Se a alusão à Constituição não basta para sensibilizar corações, mentes e práticas avaliativas, é oportuno argumentar valendo-se da posição de autoridade de Amartya Sen, Prêmio Nobel de Economia em 1998 por suas contribuições aos estudos de bem-estar social. Em seu pequeno mas impactante livro “Sobre ética e economia”, Sen advoga que a sociedade tem uma obrigação moral para que todos possam ter condições e oportunidades de desenvolver seus potenciais e habilidades . Nesse sentido, a ética civilizatória para garantir um mínimo de bem-estar ou outra dimensão da utilidade se impõe sobre princípios de eficiência econômica na gestão do Estado e das políticas públicas. Afinal, como o autor pontua, o “Ótimo de Pareto”, isto é, a eficiência econômica pode ser alcançada havendo algumas pessoas na miséria extrema e outras nadando em luxo, desde que os miseráveis não possam melhorar suas condições sem reduzir o luxo dos ricos.

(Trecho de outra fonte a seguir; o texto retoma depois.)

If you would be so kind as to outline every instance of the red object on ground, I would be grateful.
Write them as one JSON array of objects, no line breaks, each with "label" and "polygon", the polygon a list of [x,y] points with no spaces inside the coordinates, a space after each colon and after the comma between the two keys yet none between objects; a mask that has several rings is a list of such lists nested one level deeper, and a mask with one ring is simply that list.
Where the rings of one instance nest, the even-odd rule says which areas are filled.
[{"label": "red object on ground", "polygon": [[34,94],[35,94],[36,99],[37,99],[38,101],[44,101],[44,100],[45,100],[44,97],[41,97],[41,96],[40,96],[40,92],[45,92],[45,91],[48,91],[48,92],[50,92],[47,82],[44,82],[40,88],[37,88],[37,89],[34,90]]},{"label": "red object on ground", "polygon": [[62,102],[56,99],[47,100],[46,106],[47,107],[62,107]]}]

Em contextos democráticos, avaliações de políticas públicas não podem estar assentadas em valores e princípios particulares que técnicos, tecnocratas, dirigentes ou organizações postulam, mas sim naqueles que sustentam normativamente o desenho da ação pública e sua gestão. Cabe ao decisor político, e não ao avaliador pretensamente técnico e neutro, fazer as escolhas quanto ao curso da política ou programa público. O decisor não pode ser refém de uma perspectiva particular de avaliação, de preferências de tradições de pesquisa ou convicções enraizadas por segmentos da burocracia, da mídia ou ainda de frações da sociedade. Decisões públicas precisam se respaldar não só em um conjunto plural e robusto de evidências, mas também – e sobretudo – em informações produzidas à luz dos valores imanentes que orientam o desenho e gestão das políticas públicas, tal como inscritas na Constituição e outros documentos normativos.
Paulo de Martino Jannuzzi é professor da Escola Nacional de Ciências Estatísticas/IBGE, em estágio pós-doutoral na Ebape/FGV e professor da Faculdade Cesgranrio.